Collection of functions to load pretrained models to use in the SPARCSpy environment.

sparcscore.ml.pretrained_models.autophagy_classifier1_0(device='cuda'): Load binary autophagy classification model published as Model 1.0 in original SPARCSpy publication.

sparcscore.ml.pretrained_models.autophagy_classifier2_0(device='cuda'): Load binary autophagy classification model published as Model 2.0 in original SPARCSpy publication.

sparcscore.ml.pretrained_models.autophagy_classifier2_1(device='cuda'): Load binary autophagy classification model published as Model 2.1 in original SPARCSpy publication.

transforms

class sparcscore.ml.transforms.RandomRotation(choices=4, include_zero=True): Randomly rotate input image in 90 degree steps.

class sparcscore.ml.transforms.GaussianNoise(sigma=0.1, channels_to_exclude=[]): Add gaussian noise to the input image.

class sparcscore.ml.transforms.GaussianBlur(kernel_size=[1, 1, 1, 1, 5, 5, 7, 9], sigma=(0.1, 2), channels=[]): Apply a gaussian blur to the input image.
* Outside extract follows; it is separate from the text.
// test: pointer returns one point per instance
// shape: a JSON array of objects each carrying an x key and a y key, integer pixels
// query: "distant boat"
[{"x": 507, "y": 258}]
class sparcscore.ml.transforms.ChannelReducer(channels=5): can reduce an imaging dataset dataset to 5, 3 or 1 channel 5: nuclei_mask, cell_mask, channel_nucleus, channel_cellmask, channel_of_interest 3: nuclei_mask, cell_mask, channel_of_interestå 1: channel_of_interestå

class sparcscore.ml.transforms.ChannelSelector(channels=[0, 1, 2, 3, 4], num_channels=5): select the channel used for prediction.

utils

sparcscore.ml.utils.combine_datasets_balanced(list_of_datasets, class_labels, train_per_class, val_per_class, test_per_class, seed=None)

Combine multiple datasets to create a single balanced dataset with a specified number of samples per class for train, validation, and test set. A balanced dataset means that from each label source an equal number of data instances are used.

Parameters

list_of_datasets (list[torch.utils.data.Dataset]) – List of datasets to be combined.
class_labels (list[str|int]) – List of class labels present in the datasets.
train_per_class (int) – Number of samples per class in the train set.
val_per_class (int) – Number of samples per class in the validation set.
test_per_class (int) – Number of samples per class in the test set.
seed (None | int) – Seed for the random number generator. Defaults to None.

Returns

Combined train dataset with balanced samples per class. torch.utils.data.Dataset: Combined validation dataset with balanced samples per class. torch.utils.data.Dataset: Combined test dataset with balanced samples per class.

Return type

torch.utils.data.Dataset

Raises

ValueError – If a dataset’s length is too small to be split according to the provided sizes.